Kommunistische Ideale

Open-Source ist Software, die von Privatpersonen in ihrer Freizeit entwickelt wird. Es entstehen Produkte, die nicht Firmeneigentum sind, sondern der Allgemeinheit gratis zur Verfügung stehen. Nicht nur als Programm, sondern auch mit Quelltext. So kann jeder an dem Gemeinschaftswerk mitarbeiten. Wie etwa an Linux, einer Software, mit der fast alle Rechenzentren weltweit laufen.

Die Hacker in dem erleuchteten Raum sind Überzeugungstäter, da ist Marcus Fihlon sicher: «Die meisten haben schon einen ganzen Arbeitstag hinter sich. Hierherzukommen braucht Energie und Idealismus.»

Thomas, ein ruhiger, herzlicher Mann, ist Elektroingenieur in Zürich. Er träumt von einer Welt, in der alles nach dem Prinzip von Open Source funktioniert: «Ich frage mich manchmal, ginge das nicht auch woanders? Die Welt könnte zum Beispiel zusammen und kostenlos an Pharmaprodukten arbeiten.»

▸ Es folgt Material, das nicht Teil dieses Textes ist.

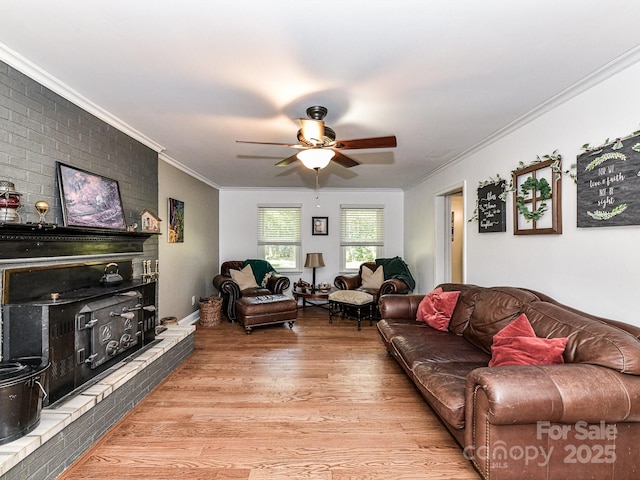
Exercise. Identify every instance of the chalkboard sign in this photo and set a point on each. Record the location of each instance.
(609, 185)
(491, 208)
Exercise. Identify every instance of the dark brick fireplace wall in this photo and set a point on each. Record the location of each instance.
(39, 127)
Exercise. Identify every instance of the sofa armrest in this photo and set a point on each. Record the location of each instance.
(348, 282)
(278, 283)
(566, 393)
(230, 292)
(399, 306)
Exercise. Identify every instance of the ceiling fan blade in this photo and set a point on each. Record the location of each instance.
(374, 142)
(293, 145)
(287, 161)
(343, 160)
(312, 130)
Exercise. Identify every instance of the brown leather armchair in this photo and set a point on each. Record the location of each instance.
(354, 282)
(230, 291)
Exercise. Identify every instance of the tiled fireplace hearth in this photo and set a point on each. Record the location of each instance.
(100, 340)
(72, 425)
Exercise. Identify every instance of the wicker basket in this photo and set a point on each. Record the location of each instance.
(210, 311)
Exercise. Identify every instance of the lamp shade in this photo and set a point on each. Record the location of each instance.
(314, 260)
(313, 158)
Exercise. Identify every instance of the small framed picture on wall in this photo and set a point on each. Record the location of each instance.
(320, 226)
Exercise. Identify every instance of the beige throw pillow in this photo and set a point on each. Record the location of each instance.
(244, 278)
(371, 279)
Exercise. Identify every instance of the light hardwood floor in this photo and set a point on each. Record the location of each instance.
(319, 401)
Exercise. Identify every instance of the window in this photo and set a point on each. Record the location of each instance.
(361, 235)
(279, 236)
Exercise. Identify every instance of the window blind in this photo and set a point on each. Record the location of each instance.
(279, 225)
(362, 226)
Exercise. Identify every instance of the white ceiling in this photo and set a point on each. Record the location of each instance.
(443, 76)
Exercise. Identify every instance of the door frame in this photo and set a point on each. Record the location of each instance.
(442, 260)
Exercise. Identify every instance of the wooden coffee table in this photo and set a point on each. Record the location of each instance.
(316, 299)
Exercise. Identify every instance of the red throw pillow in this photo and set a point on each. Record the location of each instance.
(517, 344)
(436, 308)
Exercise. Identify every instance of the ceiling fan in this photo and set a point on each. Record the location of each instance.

Von links nach rechts: Thomas, Jan, Lina und Laura.
Von links nach rechts: Thomas, Jan, Lina und Laura. (Bild: zvg)

Nirgendwo so verlässlich wie in Luzern

Die Zürcherin Laura ist Sprachtherapeutin. In ihrer Freizeit betreibt sie eine Website mit Rätsel-Geschichten. Um diese zu lösen, braucht es simple Programmierkenntnisse. Seit Kurzem gibt es auch Geschichten ohne Rätsel, erklärt sie: «Schliesslich wollen nicht alle Programmieren lernen.»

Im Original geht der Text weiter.